When using DDP, the model will assign module buffers before each forward.Time will be spent in the following sections:

github.com

pytorch/pytorch/blob/71f889c7d265b9636b93ede9d651c0a9c4bee191/torch/nn/parallel/distributed.py#L752


      
              """
              Assigns module buffers to self.modules_buffers which are then used to
              broadcast across ranks when broadcast_buffers=True.
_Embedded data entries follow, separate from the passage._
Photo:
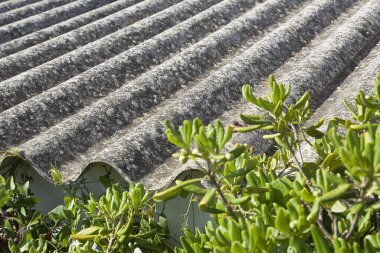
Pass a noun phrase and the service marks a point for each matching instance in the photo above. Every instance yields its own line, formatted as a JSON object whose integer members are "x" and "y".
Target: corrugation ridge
{"x": 212, "y": 48}
{"x": 48, "y": 50}
{"x": 30, "y": 10}
{"x": 45, "y": 76}
{"x": 232, "y": 114}
{"x": 361, "y": 79}
{"x": 49, "y": 18}
{"x": 10, "y": 5}
{"x": 146, "y": 145}
{"x": 137, "y": 152}
{"x": 40, "y": 36}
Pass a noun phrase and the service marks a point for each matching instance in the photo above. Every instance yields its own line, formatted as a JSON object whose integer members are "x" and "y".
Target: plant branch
{"x": 221, "y": 194}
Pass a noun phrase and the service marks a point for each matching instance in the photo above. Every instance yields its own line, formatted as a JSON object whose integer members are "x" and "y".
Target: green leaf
{"x": 4, "y": 197}
{"x": 174, "y": 191}
{"x": 87, "y": 233}
{"x": 35, "y": 219}
{"x": 207, "y": 199}
{"x": 237, "y": 248}
{"x": 320, "y": 242}
{"x": 282, "y": 222}
{"x": 302, "y": 100}
{"x": 336, "y": 193}
{"x": 271, "y": 136}
{"x": 338, "y": 207}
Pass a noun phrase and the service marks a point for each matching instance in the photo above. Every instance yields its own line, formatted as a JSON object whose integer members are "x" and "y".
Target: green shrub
{"x": 282, "y": 203}
{"x": 258, "y": 202}
{"x": 119, "y": 221}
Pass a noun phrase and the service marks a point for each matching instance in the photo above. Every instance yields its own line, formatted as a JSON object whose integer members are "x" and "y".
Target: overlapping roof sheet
{"x": 90, "y": 81}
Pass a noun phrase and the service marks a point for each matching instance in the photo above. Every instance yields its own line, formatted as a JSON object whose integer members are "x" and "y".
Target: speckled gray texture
{"x": 48, "y": 18}
{"x": 45, "y": 76}
{"x": 29, "y": 10}
{"x": 112, "y": 112}
{"x": 132, "y": 97}
{"x": 39, "y": 36}
{"x": 33, "y": 56}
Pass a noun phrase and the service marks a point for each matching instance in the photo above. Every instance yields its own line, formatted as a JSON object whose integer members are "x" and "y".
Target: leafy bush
{"x": 258, "y": 202}
{"x": 119, "y": 221}
{"x": 283, "y": 203}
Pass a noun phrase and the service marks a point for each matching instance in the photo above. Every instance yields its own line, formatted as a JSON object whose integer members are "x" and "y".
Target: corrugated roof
{"x": 87, "y": 81}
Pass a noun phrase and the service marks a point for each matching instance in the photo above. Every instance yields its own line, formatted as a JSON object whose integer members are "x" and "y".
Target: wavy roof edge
{"x": 100, "y": 96}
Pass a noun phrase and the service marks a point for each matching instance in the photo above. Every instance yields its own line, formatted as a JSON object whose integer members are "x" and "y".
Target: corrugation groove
{"x": 37, "y": 37}
{"x": 36, "y": 55}
{"x": 98, "y": 91}
{"x": 30, "y": 10}
{"x": 48, "y": 18}
{"x": 6, "y": 5}
{"x": 73, "y": 63}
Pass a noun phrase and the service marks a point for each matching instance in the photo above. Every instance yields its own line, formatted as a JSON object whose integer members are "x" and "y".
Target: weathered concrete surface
{"x": 100, "y": 92}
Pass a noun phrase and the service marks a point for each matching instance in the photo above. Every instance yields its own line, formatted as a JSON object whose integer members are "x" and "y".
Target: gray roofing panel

Note that this
              must be called every time buffers need to be synced because buffers can
              be reassigned by user module,
              see https://github.com/pytorch/pytorch/issues/63916.
              """
              # Collect buffers for modules, filtering out buffers that should be ignored.
              named_module_buffers = [
                  (buffer, buffer_name)
                  for buffer_name, buffer in self.module.named_buffers()
              ]
              self.modules_buffers = [
                  buffer
                  for (buffer, buffer_name) in named_module_buffers
                  if buffer_name not in self.parameters_to_ignore
              ]
          
          
def _build_param_to_name_mapping(self, parameters):
              param_to_param_index = {parameters[0][i]: i for i in range(len(parameters[0]))}
              param_set = set(parameters[0])

I would like to know how I can avoid this assign of buffers?